The reasoning for tiny/small housing is as varied as those doing the reasoning. There isn’t a lot of difference between saying something should follow a particular financial model and something should follow a particular aesthetic. There are advantages and disadvantages to each choice and a person is free to decide which one works best for their circumstances and what compromises, if any, they need to make.

Sometimes what people say when they’re expressing a preference comes out as more disapproving of other choices than was perhaps intended. Other people then get ruffled feathers and respond a bit hastily and suddenly accusations and recriminations are flying. Relax people. It’s OK, we can all just be friends here, united in our enthusiasm for smaller living spaces regardless of where we fall on the interest spectrum.

Lana - June 8, 2014 Reply

I am obsessed with seeing these things. Whenever I see one on the road I try to imagine the inside being renovated into this perfect tiny house! Love it!

    Hollymaren - June 10, 2014 Reply

    I bought my ’72 27ft Airstream off of EBAY. We are in the process of figuring out how to fix it up and renovate it. Lots of work ahead, but there is the excitement too mixed in.

Shazbot - June 8, 2014 Reply

I agree with those here who favor the Airstream’s interior layout.
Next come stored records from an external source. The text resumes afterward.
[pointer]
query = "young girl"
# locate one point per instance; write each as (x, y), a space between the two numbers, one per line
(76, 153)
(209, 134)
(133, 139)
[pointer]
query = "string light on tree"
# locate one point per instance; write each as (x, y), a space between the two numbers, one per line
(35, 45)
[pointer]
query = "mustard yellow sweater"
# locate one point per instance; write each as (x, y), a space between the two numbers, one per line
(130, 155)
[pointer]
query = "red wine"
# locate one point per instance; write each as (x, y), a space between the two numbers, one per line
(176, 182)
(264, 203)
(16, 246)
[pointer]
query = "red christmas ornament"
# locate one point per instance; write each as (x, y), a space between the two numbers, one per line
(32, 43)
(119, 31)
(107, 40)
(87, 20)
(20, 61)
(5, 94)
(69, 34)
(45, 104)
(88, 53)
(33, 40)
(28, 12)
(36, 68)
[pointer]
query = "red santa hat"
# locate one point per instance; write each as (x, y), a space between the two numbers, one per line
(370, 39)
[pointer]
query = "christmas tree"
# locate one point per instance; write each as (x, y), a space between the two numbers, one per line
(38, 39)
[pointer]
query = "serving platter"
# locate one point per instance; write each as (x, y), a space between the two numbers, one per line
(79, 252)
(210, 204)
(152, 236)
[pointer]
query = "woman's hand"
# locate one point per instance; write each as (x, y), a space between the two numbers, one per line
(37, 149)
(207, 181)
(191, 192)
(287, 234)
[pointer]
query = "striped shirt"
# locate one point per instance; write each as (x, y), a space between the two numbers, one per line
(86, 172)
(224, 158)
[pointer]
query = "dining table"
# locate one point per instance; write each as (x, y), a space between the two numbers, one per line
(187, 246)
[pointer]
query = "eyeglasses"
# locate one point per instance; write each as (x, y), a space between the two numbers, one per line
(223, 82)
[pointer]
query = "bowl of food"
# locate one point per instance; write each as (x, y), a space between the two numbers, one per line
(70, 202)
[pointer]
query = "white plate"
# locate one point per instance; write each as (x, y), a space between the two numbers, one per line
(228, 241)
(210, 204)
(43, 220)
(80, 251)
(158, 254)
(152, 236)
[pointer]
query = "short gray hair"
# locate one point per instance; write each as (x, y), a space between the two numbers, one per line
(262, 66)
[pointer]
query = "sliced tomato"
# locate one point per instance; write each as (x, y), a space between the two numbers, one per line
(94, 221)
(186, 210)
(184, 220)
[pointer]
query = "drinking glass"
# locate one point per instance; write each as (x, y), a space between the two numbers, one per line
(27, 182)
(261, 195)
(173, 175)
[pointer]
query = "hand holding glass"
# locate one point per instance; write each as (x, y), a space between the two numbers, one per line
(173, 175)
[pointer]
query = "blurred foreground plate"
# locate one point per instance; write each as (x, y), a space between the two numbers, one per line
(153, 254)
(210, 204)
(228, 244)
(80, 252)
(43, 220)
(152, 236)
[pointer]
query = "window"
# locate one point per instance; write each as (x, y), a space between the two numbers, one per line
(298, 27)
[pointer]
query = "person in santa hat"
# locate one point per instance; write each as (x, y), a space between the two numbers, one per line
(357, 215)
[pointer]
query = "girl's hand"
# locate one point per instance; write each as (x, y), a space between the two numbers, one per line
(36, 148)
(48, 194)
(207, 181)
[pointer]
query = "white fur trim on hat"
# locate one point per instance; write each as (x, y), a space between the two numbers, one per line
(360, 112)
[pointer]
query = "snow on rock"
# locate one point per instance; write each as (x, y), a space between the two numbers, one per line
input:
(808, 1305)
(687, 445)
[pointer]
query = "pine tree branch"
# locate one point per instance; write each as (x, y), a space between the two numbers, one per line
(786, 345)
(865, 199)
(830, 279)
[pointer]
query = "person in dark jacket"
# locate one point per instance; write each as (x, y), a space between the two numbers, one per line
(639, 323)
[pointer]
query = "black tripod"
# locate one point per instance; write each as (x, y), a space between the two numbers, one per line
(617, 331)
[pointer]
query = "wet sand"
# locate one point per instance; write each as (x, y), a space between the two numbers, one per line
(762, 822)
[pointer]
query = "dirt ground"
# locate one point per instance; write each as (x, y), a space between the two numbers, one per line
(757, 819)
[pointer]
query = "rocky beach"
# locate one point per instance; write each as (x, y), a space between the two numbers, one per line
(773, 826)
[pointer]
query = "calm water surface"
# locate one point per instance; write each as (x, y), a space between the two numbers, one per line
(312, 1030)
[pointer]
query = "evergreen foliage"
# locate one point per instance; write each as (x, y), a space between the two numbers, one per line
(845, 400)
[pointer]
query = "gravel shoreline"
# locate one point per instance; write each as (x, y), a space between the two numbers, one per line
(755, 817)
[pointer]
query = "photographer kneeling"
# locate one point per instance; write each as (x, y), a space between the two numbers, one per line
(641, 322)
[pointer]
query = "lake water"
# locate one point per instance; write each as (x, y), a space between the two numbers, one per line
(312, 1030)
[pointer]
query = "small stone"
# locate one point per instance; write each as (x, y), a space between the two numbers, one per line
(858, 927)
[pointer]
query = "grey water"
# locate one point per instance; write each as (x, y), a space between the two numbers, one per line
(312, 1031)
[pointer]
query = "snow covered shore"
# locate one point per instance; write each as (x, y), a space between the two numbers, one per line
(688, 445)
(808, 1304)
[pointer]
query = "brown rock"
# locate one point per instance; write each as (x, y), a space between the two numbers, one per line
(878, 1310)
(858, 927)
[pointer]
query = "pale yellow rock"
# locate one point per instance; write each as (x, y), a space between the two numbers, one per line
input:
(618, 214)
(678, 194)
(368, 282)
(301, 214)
The trouble with many tiny homes in my opinion is that they are designed to be very spare inside. The space isn’t used very well, and they lack charm. I too hope that tiny home builders will start taking their cue from RVs. There’s a reason they’re so successful.

phil - June 9, 2014 Reply

Kent, how are these Airstreams insulated? I think most travel trailers are framed with something like 2×2 material or less. You get into the same problems with house boats. They are made for temporary living, not 365 living. I could see an Airstream being a primary residence if you could strip the inside and really insulate it well all the way around, maybe foam with 4×8 paneling on the inside. I really like the looks, but you have to be comfortable too.

david - June 10, 2014 Reply

Phil, those Airstreams would be fully insulated with the best materials.

Hollymaren - June 10, 2014 Reply

I can hardly wait to get my ’72 Airstream all polished up! We are gutting it and rearranging the inside. I have a passion for my trailer, just as other tiny home owners have for theirs. Shame on the snooty people who commented above.

    Hollymaren - June 10, 2014 Reply

    Another fact- Airstreams only make up 1% of the trailers on the road. This makes them sort of a conversation starter, unique, and not like every other trailer, tiny house, on the road. I feel like I own a part of history.

David Remus - June 10, 2014 Reply

A travel trailer IS a tiny home on wheels. I don’t see any reason to define it otherwise.

Jack - June 11, 2014 Reply

Wonder what BOB VILA would think of this Tiny Home concept, and how he could add to it?